The bowling center opened here about 60 years ago. The golf course dates from 1986 and was Butler’s brainchild. There are 18 holes under the green metal roof. The owner said he had plans for a grander facility but was constrained by the size of the available real estate.
Adults pay $8 for unlimited free plays on the course. The last hole swallows the ball. Players are told to skip the 18th or to come inside for a replacement ball before their next round.
“The people tend to really enjoy the fact that it is unique,” Butler said, noting some intrepid golfers will play during cold and windy winter days.
About half the revenue generated by the North Star businesses is money spent by locals, according to the owner. Area visitors spend the other half. The pizza and food side of the operation bring in about 85 cents of every dollar. Bowling, golf and the coin arcade contribute the other 15 cents, and most of these revenue are spent by visitors.
“North Star started as a bowling center that had a snack bar,” Butler said. “And now it’s a pizza parlor and sandwich shop that happens to have recreation.”

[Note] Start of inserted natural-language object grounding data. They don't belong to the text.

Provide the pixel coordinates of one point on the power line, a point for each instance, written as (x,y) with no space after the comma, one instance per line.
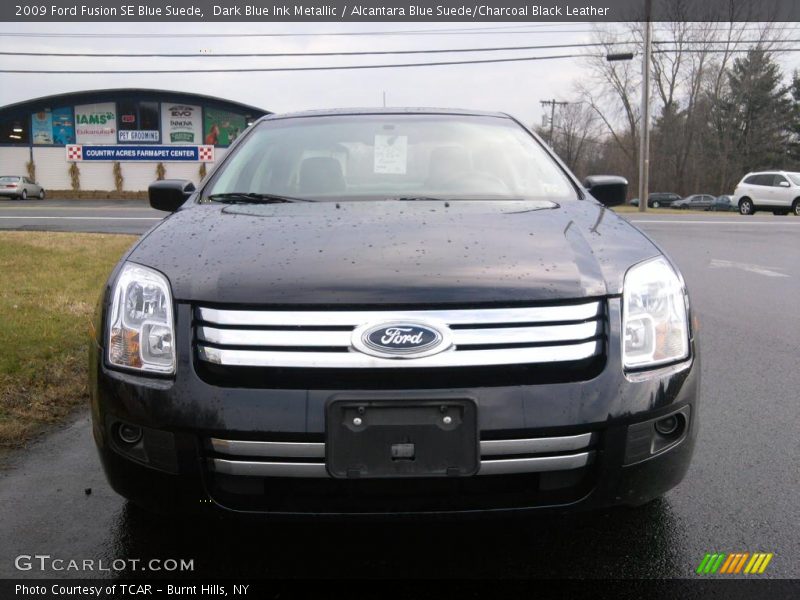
(493,30)
(284,69)
(335,53)
(526,28)
(373,52)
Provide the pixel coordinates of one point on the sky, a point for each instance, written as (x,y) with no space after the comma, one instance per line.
(516,87)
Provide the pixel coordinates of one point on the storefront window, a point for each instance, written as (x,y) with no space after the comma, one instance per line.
(15,131)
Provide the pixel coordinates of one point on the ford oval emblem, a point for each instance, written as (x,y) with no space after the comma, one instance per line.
(401,339)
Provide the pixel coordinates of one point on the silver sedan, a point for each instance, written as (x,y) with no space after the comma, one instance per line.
(14,186)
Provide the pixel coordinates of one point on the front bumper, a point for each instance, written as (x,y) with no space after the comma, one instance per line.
(565,445)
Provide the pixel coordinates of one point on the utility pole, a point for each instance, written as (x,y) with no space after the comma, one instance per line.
(552,104)
(644,129)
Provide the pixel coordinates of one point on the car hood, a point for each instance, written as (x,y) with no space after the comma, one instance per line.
(393,252)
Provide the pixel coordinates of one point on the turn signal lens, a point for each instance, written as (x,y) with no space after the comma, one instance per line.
(655,327)
(141,332)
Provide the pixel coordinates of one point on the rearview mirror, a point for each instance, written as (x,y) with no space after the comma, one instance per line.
(609,190)
(169,194)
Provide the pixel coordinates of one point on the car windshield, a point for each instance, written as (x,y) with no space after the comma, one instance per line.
(390,157)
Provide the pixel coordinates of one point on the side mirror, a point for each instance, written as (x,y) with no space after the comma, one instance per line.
(609,190)
(169,194)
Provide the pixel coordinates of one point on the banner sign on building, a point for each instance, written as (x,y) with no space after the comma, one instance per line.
(42,127)
(96,123)
(63,126)
(181,123)
(139,135)
(151,153)
(222,127)
(54,126)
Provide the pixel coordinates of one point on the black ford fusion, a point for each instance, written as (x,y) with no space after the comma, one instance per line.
(396,311)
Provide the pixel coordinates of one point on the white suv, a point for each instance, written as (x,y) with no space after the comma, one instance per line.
(777,191)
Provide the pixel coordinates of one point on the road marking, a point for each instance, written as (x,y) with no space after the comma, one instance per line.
(758,269)
(682,222)
(88,218)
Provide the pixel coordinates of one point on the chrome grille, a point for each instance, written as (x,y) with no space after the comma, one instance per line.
(307,459)
(323,339)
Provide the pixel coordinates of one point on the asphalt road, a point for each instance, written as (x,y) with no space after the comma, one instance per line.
(93,216)
(741,493)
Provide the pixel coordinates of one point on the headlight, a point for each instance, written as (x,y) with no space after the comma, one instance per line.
(141,330)
(654,321)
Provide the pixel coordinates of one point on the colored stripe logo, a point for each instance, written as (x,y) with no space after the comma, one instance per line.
(734,563)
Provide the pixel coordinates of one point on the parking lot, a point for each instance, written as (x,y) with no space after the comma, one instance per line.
(739,495)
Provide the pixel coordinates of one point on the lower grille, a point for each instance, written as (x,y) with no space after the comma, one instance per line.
(307,459)
(290,477)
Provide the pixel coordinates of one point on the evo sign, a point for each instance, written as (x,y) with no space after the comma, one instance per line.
(151,153)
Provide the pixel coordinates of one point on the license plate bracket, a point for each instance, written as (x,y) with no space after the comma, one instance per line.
(413,438)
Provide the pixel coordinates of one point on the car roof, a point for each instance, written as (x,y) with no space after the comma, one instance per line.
(771,172)
(384,111)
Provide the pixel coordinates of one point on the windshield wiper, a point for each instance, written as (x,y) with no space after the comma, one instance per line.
(418,199)
(254,198)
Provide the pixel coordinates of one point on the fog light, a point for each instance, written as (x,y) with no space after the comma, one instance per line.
(130,434)
(668,426)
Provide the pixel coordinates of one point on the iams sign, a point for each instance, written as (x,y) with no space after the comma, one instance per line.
(94,118)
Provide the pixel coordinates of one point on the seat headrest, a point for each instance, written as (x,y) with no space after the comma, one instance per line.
(321,174)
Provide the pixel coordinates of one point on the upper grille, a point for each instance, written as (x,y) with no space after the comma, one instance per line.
(322,339)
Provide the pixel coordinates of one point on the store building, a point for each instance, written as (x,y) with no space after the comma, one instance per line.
(120,139)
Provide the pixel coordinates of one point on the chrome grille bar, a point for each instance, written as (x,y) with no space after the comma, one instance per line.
(334,339)
(533,314)
(355,360)
(239,457)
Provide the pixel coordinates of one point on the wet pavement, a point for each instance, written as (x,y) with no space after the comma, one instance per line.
(740,495)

Born and raised in central Massachusetts, Butler came to Vermont after living on Cape Cod. He became enamored with the state after his future wife showed him around her hometown of Bennington.

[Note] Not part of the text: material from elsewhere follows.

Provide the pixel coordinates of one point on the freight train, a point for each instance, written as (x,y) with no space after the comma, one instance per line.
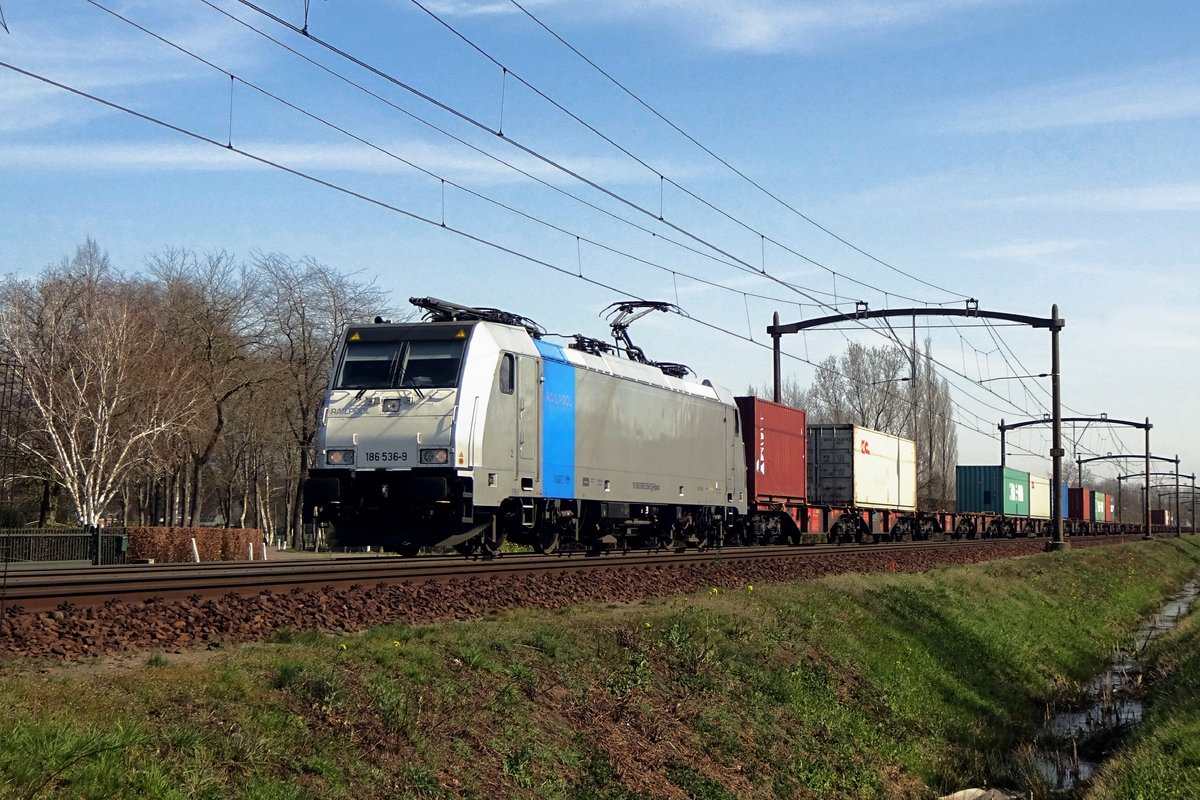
(469,429)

“I will never leave Vermont — voluntarily,” Butler said. “It’s a very hard spot to make a living. I enjoy the lifestyle much more so than cash.”
Butler had worked in restaurants while in high school and college, but his 1979 purchase of North Star Bowl was his first experience as the owner-operator of a food-service establishment. He would spend the next few decades near the restaurant’s pizza oven, grill and sandwich table.
His present wife, Beverly, now handles much of the cooking. On Labor Day morning, she and some of North Star’s other employees — the workforce numbers 12 people — moved food preparation carts between the front counter and a rear area near the bowling lanes.
“I assist when they need me,” Butler said. “I’m more there to assist as needed.”
The bowling center had nine lanes at the time of Butler’s acquisition. There were 200 people in bowling leagues, and a waiting list to join.
Three of the lanes were ruined by floodwaters from the remnants of Tropical Storm Irene in August 2011. Butler said it would cost more to return even one of them to service than he spent to purchase the entire property. When league bowling was suspended, because of the pandemic, only 18 people were involved in the organized effort.
Butler blamed the drop in league participation on fewer factory-type jobs compared to 42 years ago. He has a theory for why many young people have no interest in bowling.
“If you can’t text, you’re not alive today,” Butler said, more exasperated than angry. “And you can’t text and bowl at the same time.”
Even if he does not understand a smartphone addiction, Butler said he does appreciate the stellar results of the summer season that was just concluded. North Star’s food sales were through the roof, and revenue from the coin-op arcade, mini-golf course and even the six bowling lanes made summer 2021 the most memorable since he bought the property.
“It was all pandemic-driven,” Butler said. “People wanted to get out, and money was not an object. Time was not an object. It was just families wanting to entertain their kids.”